We're just going to have the churches do it so that this doesn't become an issue.
What are you saying?
I think the N stands for.
And look, we are YouTubers now now.
Yeah, right.
No, I should pause for this.
I'd love to boost those numbers.
So, of course, this looks an awful lot like Trump's administration is just trying to line the Pope's pockets to make up for all the Twitter insults and the shitty crystal football that Rubio gave him when they met the Vatican.
But I hadn't thought about that for a couple of hours.
Oh, well, I'm glad I can remind you.
I have an auto text that sends him about the wet vagina thing once a week.
Obviously, you know, you're a baseball guy.
Fuck, it's a football.
What do you get the man who has everything?
So, and of course, look, to anybody who's saying, like, come on, it's not like the Catholic Church is going to just keep the money.
I want to point out that, A, why would you think that?

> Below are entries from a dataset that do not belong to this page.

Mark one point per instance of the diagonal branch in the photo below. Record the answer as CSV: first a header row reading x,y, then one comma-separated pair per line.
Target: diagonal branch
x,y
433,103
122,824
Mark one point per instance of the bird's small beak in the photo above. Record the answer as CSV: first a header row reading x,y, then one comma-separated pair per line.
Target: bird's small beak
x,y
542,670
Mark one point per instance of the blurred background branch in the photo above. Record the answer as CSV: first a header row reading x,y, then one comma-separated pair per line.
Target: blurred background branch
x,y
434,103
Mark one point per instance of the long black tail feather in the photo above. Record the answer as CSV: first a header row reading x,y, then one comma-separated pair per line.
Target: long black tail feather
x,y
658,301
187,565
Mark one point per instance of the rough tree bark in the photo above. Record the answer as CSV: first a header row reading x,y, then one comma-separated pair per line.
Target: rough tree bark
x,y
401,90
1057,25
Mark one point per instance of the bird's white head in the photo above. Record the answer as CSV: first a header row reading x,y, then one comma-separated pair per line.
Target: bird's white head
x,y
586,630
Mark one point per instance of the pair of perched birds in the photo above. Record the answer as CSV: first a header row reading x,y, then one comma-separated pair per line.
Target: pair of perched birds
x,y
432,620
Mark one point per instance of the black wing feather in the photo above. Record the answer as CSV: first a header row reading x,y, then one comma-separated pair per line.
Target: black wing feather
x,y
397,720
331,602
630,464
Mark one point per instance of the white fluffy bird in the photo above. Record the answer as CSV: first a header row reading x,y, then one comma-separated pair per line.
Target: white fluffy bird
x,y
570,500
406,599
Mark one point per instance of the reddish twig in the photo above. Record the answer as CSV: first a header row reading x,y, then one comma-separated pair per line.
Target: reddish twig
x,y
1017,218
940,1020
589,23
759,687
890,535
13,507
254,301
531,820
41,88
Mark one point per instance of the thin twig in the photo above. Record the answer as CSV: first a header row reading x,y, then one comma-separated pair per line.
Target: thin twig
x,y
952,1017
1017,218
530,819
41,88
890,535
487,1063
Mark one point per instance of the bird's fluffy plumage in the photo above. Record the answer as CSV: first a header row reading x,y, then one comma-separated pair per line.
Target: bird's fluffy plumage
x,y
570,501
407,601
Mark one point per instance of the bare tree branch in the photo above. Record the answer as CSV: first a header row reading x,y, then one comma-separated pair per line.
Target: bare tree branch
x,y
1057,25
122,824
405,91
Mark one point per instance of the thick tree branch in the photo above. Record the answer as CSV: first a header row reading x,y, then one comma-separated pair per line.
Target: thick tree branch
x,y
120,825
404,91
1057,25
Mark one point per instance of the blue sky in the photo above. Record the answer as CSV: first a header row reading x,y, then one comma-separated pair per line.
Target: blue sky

And B, it doesn't fucking matter.
Right.
If I have $100 million to distribute, I have $100 million.
All money is to distribute.
Controlling the strings of a nine-figure purse has all kinds of advantages that don't require it accruing interest anyway.
Yeah, all money is a pile of money.
I'm not sure why anyone gets confused when it's like multiple piles, like they're a fucking
baby with no object permanence.
And yeah, here we are playing a actually a really weird game of peekaboo with taxpayer dollars
and bars of Nazi gold.
Yeah, a pile.
Funge the shit out of that.
Yeah.
Now, to be clear, there's plenty of precedent for the U.S.
government using faith-based groups to distribute aid all over the world.
There's even precedent for the U.S. government using the Catholic Church to distribute aid in Cuba.
But there is no modern precedent for the government demanding an explicitly religious mission as a prerequisite to the distribution of aid.
And when it comes to the wall of separation, every brick they take out matters.
Yeah.
At this point, it's kind of sweeping the bricks, but I get it.
Right, yeah, yeah, pushing out now, yeah.
And in AI, like a say in the matter news.
According to a new study by religious people, AI doesn't recommend religious solutions to life's problems often or not.
And you know what that means?
What are the guys talking about?
It's the newest, the greatest Christian freak out.
That's right.
Christians are freaking out because even the fucking Phil in the Blankobot knows that they're foolish shit.
Even Grock knows that religion is dumb.
Like, you can tell it to add more slur words and identify as Mecca Hitler,
but it still has a giant list of stuff religion really did in its memory.
Like, do not.
Now it's just Mecca Stalin who agrees with us about religion.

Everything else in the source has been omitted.